Understand social media provides unmoderated options for sharing your expertise and thoughts. We understand the balancing act we all perform on social media as we try to maintain the equilibrium between our personal and professional lives. And we like to think of ourselves as humorous online, too. But we shift away from an easy joke once we know we are being sought for our expertise outside of social media.
Instead, we use what would have been an opportunity for humor to provide context or clarity. Unless we are writing a first-person account or being asked about ourselves outside of work, we try to maintain professionalism with opportunities provided by the media. After all, we serve as ambassadors for our institutions in those opportunity-laden moments.
Be courteous to your colleagues. There are gracious ways to share examples of what works and what doesn’t without making others vulnerable or calling them out publicly. While most written pieces are made stronger by including examples, a gifted writer will always find a way to make their point and reference examples without shaming others or making them vulnerable to ridicule.
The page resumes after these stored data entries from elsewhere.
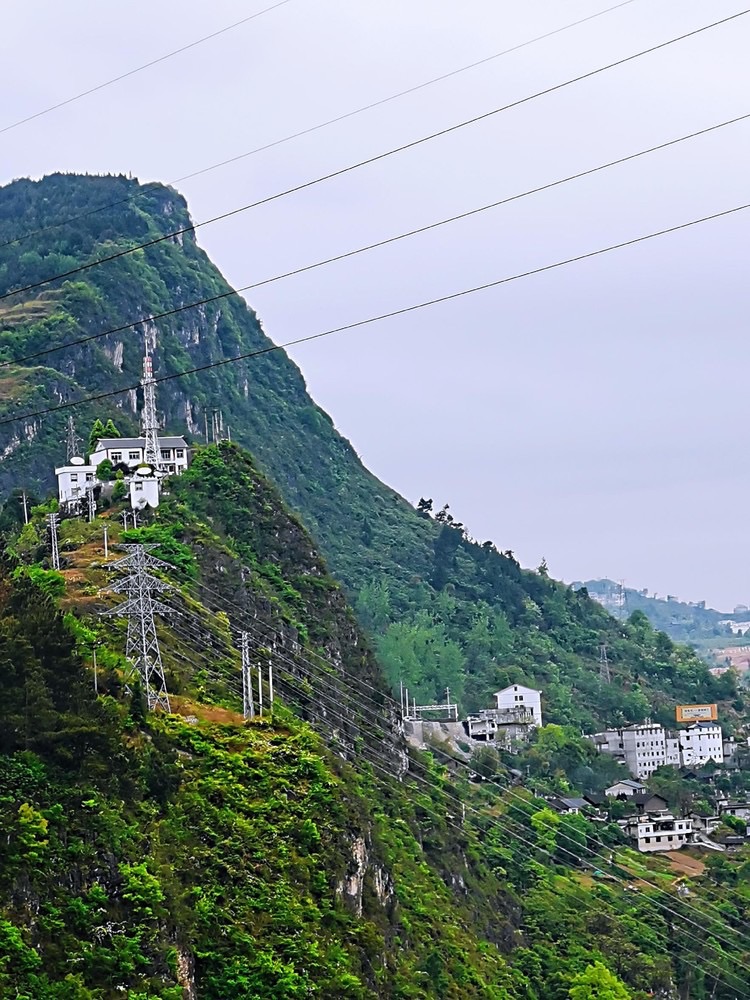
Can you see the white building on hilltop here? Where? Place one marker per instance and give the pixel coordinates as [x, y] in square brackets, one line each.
[73, 480]
[173, 453]
[701, 743]
[660, 831]
[518, 710]
[517, 698]
[646, 746]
With the advent of social media, mistakes — or perceived missteps — live on indefinitely. It’s a bad look to call others out publicly, and it’s dangerous not to recognize the consequences for the people targeted. Compassion goes a long way. We are noticing a trend specifically of marketing, communications and higher education hit pieces that leave us and many others questioning the treatment of our profession and its people — and this behavior diminishes trust in those standing on that soapbox. As such, remember that examples can be positive and highlight what works, even when talking about topics that have negative connotations.
We have a few final thoughts. While there are no thought leadership police who will cite you for offenses, we have a moral obligation to each other to provide sound guidance when in a leadership role. Academia is a small world where everyone knows everyone else; therefore, we encourage you to use your position as a leader to give advice that will stand the test of time, encourages others to shine and positions colleagues for success. And when they follow your thought leadership to get there, their buoyed position can raise your profile, too.